Protecting the identity of individuals who report an incident in good faith via the Hain Celestial Ethics and Reporting Portal is very important to us. This statement explains how we handle your personal information in the event that you file an incident.
The Investigator assigned to investigate a good faith report will work to protect the identity of the reporting person and information which makes the reporting person identifiable.
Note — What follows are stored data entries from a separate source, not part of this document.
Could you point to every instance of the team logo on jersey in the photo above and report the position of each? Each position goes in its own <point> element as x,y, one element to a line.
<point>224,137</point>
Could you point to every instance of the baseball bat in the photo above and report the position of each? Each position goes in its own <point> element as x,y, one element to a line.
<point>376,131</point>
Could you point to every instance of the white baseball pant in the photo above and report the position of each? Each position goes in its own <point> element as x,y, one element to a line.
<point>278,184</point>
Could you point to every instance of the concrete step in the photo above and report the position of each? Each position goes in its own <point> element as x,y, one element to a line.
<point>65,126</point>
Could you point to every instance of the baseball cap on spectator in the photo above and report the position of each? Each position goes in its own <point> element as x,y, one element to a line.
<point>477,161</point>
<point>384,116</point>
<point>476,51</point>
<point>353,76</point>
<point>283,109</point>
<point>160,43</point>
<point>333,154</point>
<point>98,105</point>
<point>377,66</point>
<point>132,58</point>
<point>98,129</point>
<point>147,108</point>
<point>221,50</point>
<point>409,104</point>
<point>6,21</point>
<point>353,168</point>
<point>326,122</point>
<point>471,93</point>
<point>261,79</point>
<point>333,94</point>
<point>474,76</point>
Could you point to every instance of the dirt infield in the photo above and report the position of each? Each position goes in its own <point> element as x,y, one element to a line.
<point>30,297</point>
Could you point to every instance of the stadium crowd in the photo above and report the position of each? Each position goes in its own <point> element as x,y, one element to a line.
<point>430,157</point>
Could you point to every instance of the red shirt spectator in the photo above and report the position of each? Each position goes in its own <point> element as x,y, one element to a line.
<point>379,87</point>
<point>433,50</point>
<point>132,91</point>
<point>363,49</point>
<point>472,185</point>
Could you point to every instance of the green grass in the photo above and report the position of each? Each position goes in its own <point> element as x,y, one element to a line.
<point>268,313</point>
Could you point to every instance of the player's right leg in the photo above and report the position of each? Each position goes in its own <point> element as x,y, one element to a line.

The identity of the reporting person, however, may be disclosed if essential in the context of administrative or judicial proceedings or a law enforcement investigation, or (ii) due to the inherent nature of the report, and after a balanced consideration of the potential risks to the person reporting, in relation to the seriousness and significance of the accusations.
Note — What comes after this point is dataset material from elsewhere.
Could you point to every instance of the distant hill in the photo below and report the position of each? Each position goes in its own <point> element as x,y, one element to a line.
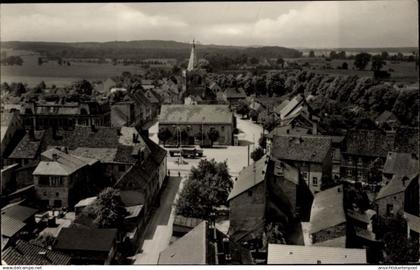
<point>141,49</point>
To the extent a report involves persons or information located in the United Kingdom or the European Union, if the processing of personal data within the meaning of the General Data Protection Regulation (“GDPR”) is not necessary for the handling of a report, personal data will not be collected or will be deleted immediately if such personal data was collected unintentionally.
Processing of personal data will occur if (i) the processing is in the public interest to prevent or punish breaches of the law or the Code of Conduct and to provide indications for this purpose and to verify their validity and (ii) is limited to data that is required to investigate the report establish and punish a breach of the law or the code of conduct.
The processing of special categories of personal data, such as race, ethnicity, political opinion, religious or philosophical belief, trade union membership, genetic or biometric data, or sexual orientation is permissible (i) if the processing is necessary to achieve the purposes specified according to this Policy, and (ii) if effective measures are taken to protect the rights and freedoms of the data subjects.
Personal data collected during an investigation shall be kept for maximum 3 years or in compliance with regional records retention policies, from the last processing or transfer, and beyond for as long as this is necessary due to applicable law to keep these longer or for administrative or judicial proceedings or for the protection of the reporting person, the person concerned or any other person that is affected by follow-up measures or that is involved in follow-up measures.
As long as and to the extent necessary to protect the identity of a reporting person or to achieve the purpose of this Policy, certain rights provided for in the GDPR may not apply in accordance with Section 8 (7).